# Exposure Vs Brightness



## JClishe (Dec 30, 2011)

I'm having a hard time wrapping my head around the difference between the exposure and brightness controls when working on an image in post. Specifically, the brightness control. I completely understand exposure, but I can't come to grips with why you would need to alter brightness after exposure, blacks, fill, and recovery have all been performed.

Can anyone help me out?


----------



## WesternGuy (Dec 30, 2011)

Jason, here is my understanding - I am assuming you are working in Lightroom (maybe true for Photoshop - don't know) - the Brightness slider is something like a midtones adjustment slider.  If you drag it to the right it will brighten up the midtones and if you drag it to the left, it will darken them up.  The Exposure slider, on the other hand, works on the image as a whole.  I find that I often use this (Brightness slider) when the skies need to be darkened up a bit, i.e, they were washed out - now it doesn't always help, but sometimes this works.  Often, I find that I may have to re-adjust the Exposure slider to brighten things up.  You should be able to see the effects of this from changes in the histogram.  HTH.

Cheers,

WesternGuy


----------



## Big Mike (Dec 30, 2011)

I'm not 100% on this, but here's what I think...

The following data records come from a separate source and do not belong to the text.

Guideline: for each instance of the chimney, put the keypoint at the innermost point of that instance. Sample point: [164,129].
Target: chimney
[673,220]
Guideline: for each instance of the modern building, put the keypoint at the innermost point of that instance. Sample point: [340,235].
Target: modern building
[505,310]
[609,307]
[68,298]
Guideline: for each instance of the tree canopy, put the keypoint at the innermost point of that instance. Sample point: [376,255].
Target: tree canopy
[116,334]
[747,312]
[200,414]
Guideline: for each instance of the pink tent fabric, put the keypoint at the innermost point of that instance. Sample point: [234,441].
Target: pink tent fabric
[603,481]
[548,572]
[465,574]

When you adjust the exposure slider, it changes the 'brightness' evenly.  So the blacks get brighter by the same amount as the mids and the whites.
When you adjust the brightness slider, it is like grabbing the middle of the tone curve and moving it up.  In other words, it starts by brightening the mid tones, leaving the black point and the white point alone.  I think it's similar to adjusting the middle 'triangle' in the levels command in Photoshop.  

So what I do (and what I think is the recommended procedure)...in Lightroom, adjust the exposure slider first, then adjust your recovery & black sliders.  In Photoshop, I'd start with levels and adjust the left & right 'triangles' to change the black & white points.  Then, if needed, I'd adjust the middle slider (or the brightness slider in LR).  Although, I tend not to use the brightness slider in LR, preferring to go to the tone curve and pulling the section of the curve that I want to adjust.


----------



## KmH (Dec 30, 2011)

According to Bruce Fraser and Jeff Schewe in Real World Camera Raw with Adobe Photoshop CS5: Photoshop CS5's Camera Raw, and Photoshop Lightroom 3's Develope module use Adobe Camera Raw 6. So the info in this book applies to both.

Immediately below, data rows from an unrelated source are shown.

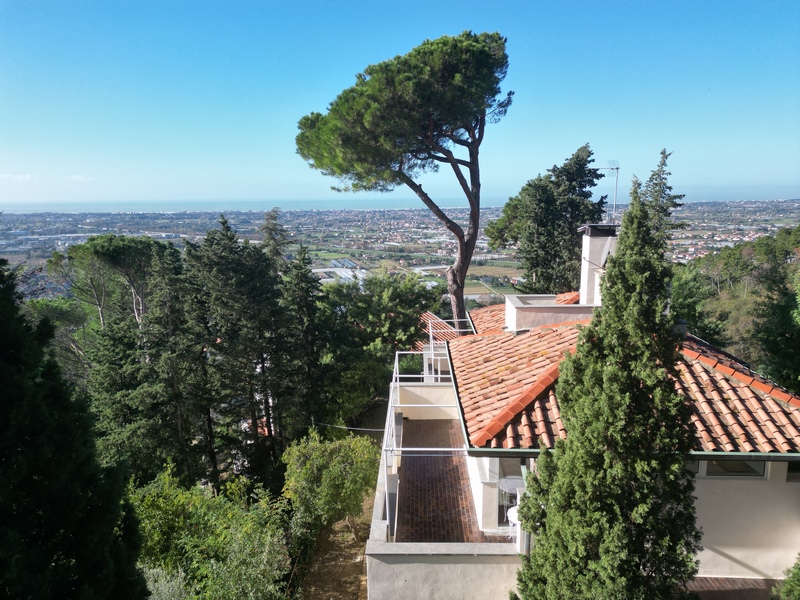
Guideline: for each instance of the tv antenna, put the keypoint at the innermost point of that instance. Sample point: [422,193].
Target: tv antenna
[613,165]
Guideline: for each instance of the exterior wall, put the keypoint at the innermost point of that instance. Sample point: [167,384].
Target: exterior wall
[751,526]
[439,401]
[527,312]
[441,571]
[483,475]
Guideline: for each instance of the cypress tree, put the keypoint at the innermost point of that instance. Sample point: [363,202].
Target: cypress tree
[611,510]
[65,531]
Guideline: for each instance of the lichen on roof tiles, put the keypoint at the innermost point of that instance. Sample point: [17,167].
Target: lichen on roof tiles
[734,408]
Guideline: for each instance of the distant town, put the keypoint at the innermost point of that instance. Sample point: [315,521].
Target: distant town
[350,243]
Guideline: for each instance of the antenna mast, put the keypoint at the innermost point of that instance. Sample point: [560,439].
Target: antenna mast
[613,165]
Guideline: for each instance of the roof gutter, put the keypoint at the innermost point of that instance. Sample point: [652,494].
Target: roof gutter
[695,455]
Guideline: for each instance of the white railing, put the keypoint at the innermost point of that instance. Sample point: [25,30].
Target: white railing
[430,395]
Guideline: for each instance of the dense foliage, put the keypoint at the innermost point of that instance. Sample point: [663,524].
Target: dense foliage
[328,480]
[611,510]
[543,220]
[65,529]
[409,115]
[228,546]
[218,358]
[745,299]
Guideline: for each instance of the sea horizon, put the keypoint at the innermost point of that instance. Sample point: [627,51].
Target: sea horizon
[223,206]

The Exposure slider controls the mapping of the highlight tone values in the image to those in your designated working space (ProPhoto RGB is recommended), but it's first and foremost a white-clipping adjustment.

Brightness is a non-linear adjustment that works very much like Mike said, like the gray input slider in Levels. The Brightness slider lets you redistribute the mid-tone values without clipping the highlights or the shadows.

Another way to adjust mid-tones is found in the Presence section of sliders by using the Clarity slider.


----------



## jwbryson1 (Dec 30, 2011)

Okay, what about brightness versus fill light in LR3?


----------



## Big Mike (Dec 30, 2011)

I believe that fill light brightens from the shadows, where as brightness brightens from the middle (as mentioned above).


----------



## JClishe (Dec 30, 2011)

That helps. The dots still aren't connected yet, but getting closer.  I'll need to find images to play around with. Thanks,


----------



## Dominantly (Dec 30, 2011)

I never ever touch brightness. Fill and levels are a better bet IMHO.


----------



## JClishe (Dec 30, 2011)

Dominantly said:


> I never ever touch brightness. Fill and levels are a better bet IMHO.



I like that answer better


----------



## morethanasnapshot (Dec 30, 2011)

I agree with many of the answers above and previously haven't used brightness in lightroom either.  However, I read somewhere that its useful for making adjustments for prints.  You can use all the other sliders to make your image look good on the screen but when it comes time to print your image it often comes out dark.   This is because your screen is obviously going to be brighter than paper so making a small brightness adjustment can help get rid of dark prints.

Gary
morethanasnapshot.com


----------



## djacobox372 (Jan 2, 2012)

"Brightness" brightens all the pixel values evenly, light and dark.  This; however, is not optically correct as light falls off quadratically, and there's also the whole gamma curve thing to deal with. 

Exposure biases the brightening/darkening in a way which is more representative of what a change in exposure would have create had it been done when the picture was taken.


----------



## Garbz (Jan 3, 2012)

morethanasnapshot said:


> I agree with many of the answers above and previously haven't used brightness in lightroom either.  However, I read somewhere that its useful for making adjustments for prints.  You can use all the other sliders to make your image look good on the screen but when it comes time to print your image it often comes out dark.   This is because your screen is obviously going to be brighter than paper so making a small brightness adjustment can help get rid of dark prints.



Calibration alert! Danger Mr Robinson Danger!

For comparing monitors to prints you should artificially limit both the brightness and the contrast ratio, and then light the print brightly with a source of similar colour temp to your monitor. ... That's if its deadly important to get it accurate.


----------